Train je brain

door Irene van Wijk DNF

Wat heb je nodig voor een goede hardloopwedstrijd? Een paar schoenen, niet splinter, noch afgeragt. Een paar sokken, hoewel dat voor sommige excentriekelingen, met zeer ongevoelige voeten, niet altijd geldt. Een broek en shirt naar keuze, liefst niet te strak en niet te wijd en, in geval van supporters, herkenbaar van verre. Veiligheidsspelden want ja, op het gebied van startnummers is sinds begin vorige eeuw, zelfs in de topsport waar iedere fladder en oneffenheid in de outfit vermeden wordt, nog geen enkele vordering gemaakt in aerodynamica of materiaal. En dat startnummer zelf natuurlijk.

Ben je dan klaar? Nee dan zie je er “gereed” uit. Maar er is meer nodig. Training bijvoorbeeld. Hoe korter de wedstrijd en hoe lager de ambitie, hoe minder je daarvan nodig hebt. Maar is er dan nog wel sprake van een “goede” hardloopwedstrijd? Voor sommigen wel, die komen we dan wandelend tegen op het 5 km punt bij de Amsterdam marathon en bij 40 km ín, of net vóór de bezemwagen. Bij die categorie is achterfietsen een echte surplace-kunst.

Voor ons AV leden is training standaardroutine. Met of zonder schema of wedstrijddoel en in allerlei vormen: snel en kort, lang en langzaam, en doelen: de loopstijl, de kracht, de lenigheid en allerlei andere fysieke elementen die de trainer nuttig of gewoon lollig vindt. Echt, die laatste bestaan, ook ooit bij AV, een trainer die genoot van de macht om zijn groepje de raarste bewegingen te laten maken.

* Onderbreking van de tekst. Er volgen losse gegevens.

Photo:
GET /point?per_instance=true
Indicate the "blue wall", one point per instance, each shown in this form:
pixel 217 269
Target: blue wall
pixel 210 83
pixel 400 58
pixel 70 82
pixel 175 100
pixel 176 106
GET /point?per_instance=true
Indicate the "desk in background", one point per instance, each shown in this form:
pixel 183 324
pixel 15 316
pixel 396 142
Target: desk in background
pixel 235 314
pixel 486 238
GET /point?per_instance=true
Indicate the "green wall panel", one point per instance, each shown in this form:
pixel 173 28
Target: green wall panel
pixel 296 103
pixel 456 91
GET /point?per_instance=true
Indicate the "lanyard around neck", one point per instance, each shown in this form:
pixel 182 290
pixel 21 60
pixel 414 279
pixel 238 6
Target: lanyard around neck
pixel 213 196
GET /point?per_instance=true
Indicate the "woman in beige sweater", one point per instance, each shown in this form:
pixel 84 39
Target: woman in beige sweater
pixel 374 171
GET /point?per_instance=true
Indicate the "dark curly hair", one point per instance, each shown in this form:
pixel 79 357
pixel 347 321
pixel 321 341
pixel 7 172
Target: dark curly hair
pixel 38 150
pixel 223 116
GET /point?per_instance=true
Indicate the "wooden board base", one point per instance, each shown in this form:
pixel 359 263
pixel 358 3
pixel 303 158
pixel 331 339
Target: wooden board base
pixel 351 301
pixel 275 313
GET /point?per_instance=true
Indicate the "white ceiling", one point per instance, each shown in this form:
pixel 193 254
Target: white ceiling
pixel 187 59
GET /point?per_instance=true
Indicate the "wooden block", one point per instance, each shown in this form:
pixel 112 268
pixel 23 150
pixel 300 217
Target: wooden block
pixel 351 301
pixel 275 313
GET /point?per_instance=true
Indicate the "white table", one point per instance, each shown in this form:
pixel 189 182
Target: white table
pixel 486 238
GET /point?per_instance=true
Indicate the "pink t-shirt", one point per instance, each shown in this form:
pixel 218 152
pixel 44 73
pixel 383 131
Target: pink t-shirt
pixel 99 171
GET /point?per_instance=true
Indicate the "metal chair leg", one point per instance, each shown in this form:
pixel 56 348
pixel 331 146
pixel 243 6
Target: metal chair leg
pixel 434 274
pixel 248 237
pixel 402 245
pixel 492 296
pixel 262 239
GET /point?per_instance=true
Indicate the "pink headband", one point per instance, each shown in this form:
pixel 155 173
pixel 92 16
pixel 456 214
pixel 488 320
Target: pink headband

Outfit, startnummer en training. Is dat, afgezien van een gezond lijf (klein bijkomstigheidje) genoeg? Nee dus. Zelfs als al het tastbare piekfijn in orde is kan één ding alles nog in de war schoppen: je geest. Als je brein de geest geeft ben je verloren.
Bij een “tweevingersinjeneus” loopje, neemt de geest niet de moeite om zich er mee te bemoeien. Maar zodra je het lijf wat meer uitdaagt komt het brein in actie. Dat kan twee kanten op gaan. Ten goede, waar je lijf roept “zullen we wandelen” en je brein wint met “niet doen want straks heb je spijt”. Maar ook, vaker, ten kwade, waar je lijf eigenlijk best nog kan, maar je brein actief op zoek gaat naar excuses om te temperen. Al vóór de wedstrijd speelt de geest een rol: je moet ook geloof hebben dat je het kunt. Hoop is ook mooi maar niet genoeg.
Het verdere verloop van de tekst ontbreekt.